Driving for a Porsche team, Schmitz often had a plethora of Zuffenhausen-paid factory drivers to measure herself against and would often outsmart them. She was third overall in 2008 and also claimed a pair of sixth places, in 2009 and again in 2012 by which time the competition had become incredibly fierce.

As if racing at the Nurburgring - which she last did in 2020 despite her health issues - wasn't tough enough, she also competed in the Daytona 24 Hours 2016 and also starred in two of the WTCC races to be held at the Nurburgring. Both those outings, in 2015 and again in 2016, resulted in points-scoring finishes for Schmitz who was, otherwise, unfamiliar with the TC1-spec touring cars she drove.

Sabine's popularity grew immensely the moment she made an appearance on Top Gear, back in 2004. At the time, as a bit of a local legend, she was cast to appear next to Jeremy Clarkson in a bit aimed at showing how utterly and pathetically slow the lanky British presenter is around the Nurburgring. Clarkson was tasked with lapping the circuit in a Jaguar S-Type sedan and then Schmitz had to match his sub-10-minute lap in a stripped-out diesel Ford Transit van. While coming just seven seconds short of the mark, she would make further appearances on Top Gear as well as performing stunts during TG's live shows. It all culminated with Schmitz joining the team of UK presenters in 2016.

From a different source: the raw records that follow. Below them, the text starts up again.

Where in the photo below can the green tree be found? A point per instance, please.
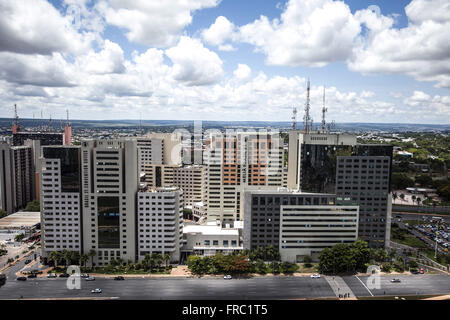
(19, 237)
(92, 253)
(3, 213)
(55, 256)
(167, 259)
(84, 258)
(307, 260)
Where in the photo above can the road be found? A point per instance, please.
(219, 289)
(417, 234)
(409, 285)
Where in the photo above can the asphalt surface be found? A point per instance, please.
(418, 284)
(219, 289)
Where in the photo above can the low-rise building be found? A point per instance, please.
(210, 238)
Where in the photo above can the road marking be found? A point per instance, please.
(364, 285)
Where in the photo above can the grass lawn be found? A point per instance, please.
(103, 270)
(419, 297)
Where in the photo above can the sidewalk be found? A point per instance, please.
(340, 287)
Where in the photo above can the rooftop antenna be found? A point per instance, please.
(15, 126)
(324, 110)
(294, 118)
(307, 118)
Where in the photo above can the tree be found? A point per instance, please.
(424, 180)
(84, 258)
(401, 181)
(307, 261)
(19, 237)
(166, 259)
(394, 196)
(55, 256)
(33, 206)
(92, 253)
(66, 255)
(3, 213)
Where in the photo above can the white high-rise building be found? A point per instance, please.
(60, 199)
(109, 185)
(160, 222)
(235, 161)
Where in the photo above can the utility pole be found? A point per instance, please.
(307, 118)
(324, 110)
(294, 118)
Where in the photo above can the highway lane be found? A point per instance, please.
(409, 285)
(174, 289)
(219, 289)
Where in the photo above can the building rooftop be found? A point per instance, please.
(20, 220)
(210, 230)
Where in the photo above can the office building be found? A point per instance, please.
(263, 212)
(307, 230)
(191, 180)
(109, 185)
(316, 169)
(235, 161)
(46, 138)
(16, 177)
(160, 225)
(210, 239)
(60, 198)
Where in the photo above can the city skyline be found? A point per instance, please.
(218, 60)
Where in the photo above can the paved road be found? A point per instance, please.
(218, 289)
(409, 285)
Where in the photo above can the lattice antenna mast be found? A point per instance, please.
(294, 118)
(16, 116)
(324, 110)
(307, 118)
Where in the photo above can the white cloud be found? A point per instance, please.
(242, 72)
(310, 33)
(109, 60)
(193, 64)
(219, 32)
(35, 26)
(417, 99)
(421, 49)
(367, 94)
(153, 23)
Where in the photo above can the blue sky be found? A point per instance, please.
(227, 60)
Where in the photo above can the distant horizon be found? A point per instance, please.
(299, 123)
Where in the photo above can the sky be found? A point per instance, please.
(377, 61)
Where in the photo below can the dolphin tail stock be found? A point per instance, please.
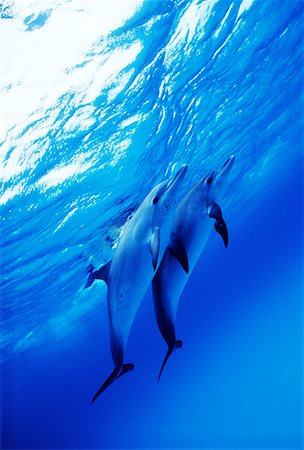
(117, 373)
(100, 274)
(171, 349)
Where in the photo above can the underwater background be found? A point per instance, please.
(100, 101)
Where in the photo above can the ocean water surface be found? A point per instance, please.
(100, 101)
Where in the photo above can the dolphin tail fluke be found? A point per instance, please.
(176, 345)
(117, 373)
(100, 274)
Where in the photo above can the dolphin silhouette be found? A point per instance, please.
(138, 254)
(191, 229)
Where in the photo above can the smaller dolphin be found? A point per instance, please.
(137, 256)
(191, 229)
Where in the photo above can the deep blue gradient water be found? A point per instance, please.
(100, 102)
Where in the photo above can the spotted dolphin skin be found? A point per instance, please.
(191, 229)
(135, 261)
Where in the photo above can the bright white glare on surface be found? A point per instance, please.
(36, 63)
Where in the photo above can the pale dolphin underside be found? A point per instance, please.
(137, 256)
(192, 227)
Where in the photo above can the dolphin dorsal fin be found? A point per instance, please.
(154, 246)
(177, 249)
(220, 225)
(100, 274)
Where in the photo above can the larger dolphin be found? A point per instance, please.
(138, 254)
(191, 230)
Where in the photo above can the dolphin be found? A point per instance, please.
(137, 256)
(191, 229)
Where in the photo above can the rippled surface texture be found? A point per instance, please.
(100, 102)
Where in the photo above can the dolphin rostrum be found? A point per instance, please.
(191, 229)
(137, 256)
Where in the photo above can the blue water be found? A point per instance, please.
(102, 100)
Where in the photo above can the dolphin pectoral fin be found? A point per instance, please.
(177, 249)
(125, 368)
(100, 274)
(117, 373)
(154, 246)
(91, 276)
(177, 344)
(107, 383)
(220, 225)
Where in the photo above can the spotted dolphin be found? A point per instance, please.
(191, 229)
(137, 256)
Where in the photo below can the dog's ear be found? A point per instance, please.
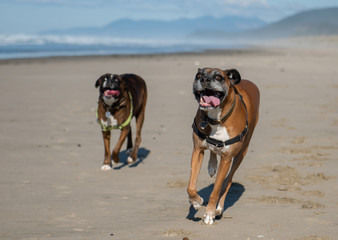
(233, 76)
(99, 81)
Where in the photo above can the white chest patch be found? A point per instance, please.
(218, 132)
(111, 121)
(109, 101)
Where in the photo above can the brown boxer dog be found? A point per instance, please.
(122, 97)
(224, 124)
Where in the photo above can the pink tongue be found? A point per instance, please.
(211, 100)
(113, 93)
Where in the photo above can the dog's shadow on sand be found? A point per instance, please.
(141, 155)
(235, 192)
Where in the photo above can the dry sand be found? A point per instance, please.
(51, 150)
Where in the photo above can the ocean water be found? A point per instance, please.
(34, 46)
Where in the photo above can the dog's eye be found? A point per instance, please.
(218, 78)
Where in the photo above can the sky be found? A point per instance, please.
(33, 16)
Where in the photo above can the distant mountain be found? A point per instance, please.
(308, 23)
(166, 29)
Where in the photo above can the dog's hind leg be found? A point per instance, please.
(212, 165)
(123, 136)
(139, 123)
(196, 163)
(106, 142)
(129, 143)
(222, 173)
(228, 181)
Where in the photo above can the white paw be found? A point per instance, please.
(128, 151)
(130, 160)
(212, 167)
(219, 210)
(209, 219)
(105, 167)
(197, 205)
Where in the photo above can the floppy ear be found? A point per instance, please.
(233, 76)
(99, 82)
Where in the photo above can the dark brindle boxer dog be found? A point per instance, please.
(224, 124)
(121, 98)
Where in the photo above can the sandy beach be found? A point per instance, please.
(51, 150)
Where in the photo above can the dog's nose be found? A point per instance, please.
(205, 80)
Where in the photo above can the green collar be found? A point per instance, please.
(106, 128)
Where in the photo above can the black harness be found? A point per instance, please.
(216, 142)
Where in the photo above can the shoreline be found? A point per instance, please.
(52, 150)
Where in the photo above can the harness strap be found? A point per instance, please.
(124, 124)
(218, 143)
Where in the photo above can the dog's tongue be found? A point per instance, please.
(111, 93)
(210, 101)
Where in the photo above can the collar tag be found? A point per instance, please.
(203, 125)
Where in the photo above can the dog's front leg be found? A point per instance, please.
(223, 169)
(196, 163)
(123, 136)
(106, 142)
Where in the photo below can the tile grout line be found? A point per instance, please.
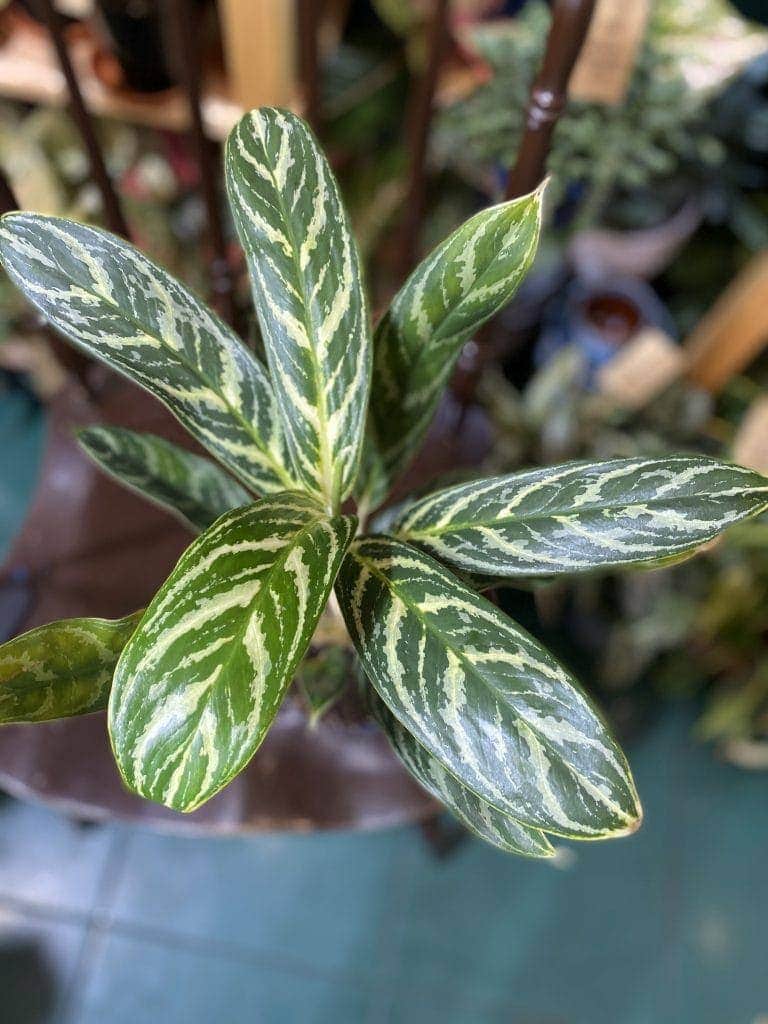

Clarkson himself recognized this as he led the outpour of tributes coming from the world over in the wake of Schmitz's untimely passing. such a sunny person and so full of beans," said Clarkson who was certainly also slower than Sabine on horseback, not just in a car. Oh, and if riding horses and driving cars wasn't enough, Schmitz also loved piloting choppers. Speed, then, really was running through her veins.